I’m talking a complete total feeling of finally doing what I’m supposed to be doing. Realizing my role in the universe and all that deep stuff (Is this The Great Work?). It’s been a total game changer for me. I remember RO saying once on his blog that Hermetics has everything he needs (again I have no idea where but I remember reading it). I didn’t understand that at the time, but now I can totally see it. I thought it would be dusty old tomes and Crowley regurgitation (Ugh!). Yet I found a rich tradition, tradition I craved, that includes all the elements I needed to help me advance. It’s got the pure solar aspect. It’s got the down and dirty primal stuff I crave too if you know where to look (I actually think Hermetics is probably the 1st centuries version of Chaos Magic).
The tradition thing is a big one for me. I like being connected to tradition, something that has worked well for thousands of years, yet also leaves room for innovation. This is what I’ve been seeking for awhile even though nothing fit. Tradition and initiation. I didn’t expect to find it here. Isn’t that always the way?
Hekate, you ask?? She’s there too, again you need to know where to look. She was in the system before it was even a system. I’m not leaving her behind in any way. I plan to focus a lot more on the Chaldean Oracles and the PGM in my future studies along side the Corpus Hermeticum. The keys are all in there. My path probbaly won’t look exactly like others. I’m cool with that.
So in short I decided to try on the system to see if it fits only to fall in love with it in the end. I mean that sincerely. For the first time in a long time I feel home. Between Hermetics, and the Strategic Sorcery current I’m finding that I have all the tools I need. The rich tradition merged with the innovative new. It’s a good time to be a mage. Is it trendy? Possibly. I’m not sure if I care really.

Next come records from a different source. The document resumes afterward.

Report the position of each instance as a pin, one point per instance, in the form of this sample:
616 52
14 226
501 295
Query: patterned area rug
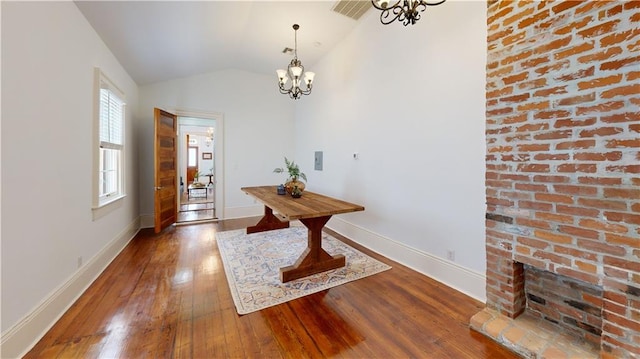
252 264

So I’ve thought about this a lot this week. A lot. I ended up discussing it with Kammeal last night inadvertently too (Or rather he ended up discussing it with me. I just sat and listened. Quietly). I got a strong “stay the course” vibe. I’ve wandered enough. It’s time to put down roots.
For a long time I’ve been wandering looking for one inclusive title that describes all I do. I think I’ve kind of found it here. This makes me happier than I can possibly articulate.

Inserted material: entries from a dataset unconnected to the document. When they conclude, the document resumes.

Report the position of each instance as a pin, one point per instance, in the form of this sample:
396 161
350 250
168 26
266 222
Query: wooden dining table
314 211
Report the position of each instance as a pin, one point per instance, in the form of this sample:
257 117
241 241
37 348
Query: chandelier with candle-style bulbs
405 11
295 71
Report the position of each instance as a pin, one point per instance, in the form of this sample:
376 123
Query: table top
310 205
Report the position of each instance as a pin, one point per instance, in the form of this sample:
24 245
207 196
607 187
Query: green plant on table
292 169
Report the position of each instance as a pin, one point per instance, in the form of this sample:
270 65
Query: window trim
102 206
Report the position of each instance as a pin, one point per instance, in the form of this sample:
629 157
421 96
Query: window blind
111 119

I’m still going to be pursuing my Chthonic and folk magic studies (I think the word Witchcraft has too much baggage that I want to avoid right now). I need my balance, my lunar and solar. Ouronic and Chthonic with me somewhere in the center. I don’t see having to abandon that at all though.

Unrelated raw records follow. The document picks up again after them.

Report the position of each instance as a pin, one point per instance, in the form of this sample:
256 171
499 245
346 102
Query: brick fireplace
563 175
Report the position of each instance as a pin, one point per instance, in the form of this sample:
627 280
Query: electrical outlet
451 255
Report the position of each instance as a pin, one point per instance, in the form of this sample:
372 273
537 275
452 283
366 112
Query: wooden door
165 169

So for better or worse I’m throwing my gauntlet in the Hermetics ring for good. Hermetic mage. One descriptor. No more of this “and” stuff. I like the tradition. It’s a good fit. Not just “good enough” but like really fucking good. I’m done with short term relationships, it’s time to put a ring on it. Maybe it’s the effect of those elemental initiations, binding me to the path? Whatever it is, I’ve found myself on this path and I can’t step off. My gut tells me so.
I feel like I’m walking on an incline again, learning and being challenged. So, here’s to always walking up hill.
(If you noticed that my post about Kammeal from yesterday is gone it’s because it felt too private. I didn’t feel right having it out there. Something just felt off about it so I marked it as private. Just thought it deserved an explanation as to why it went missing.)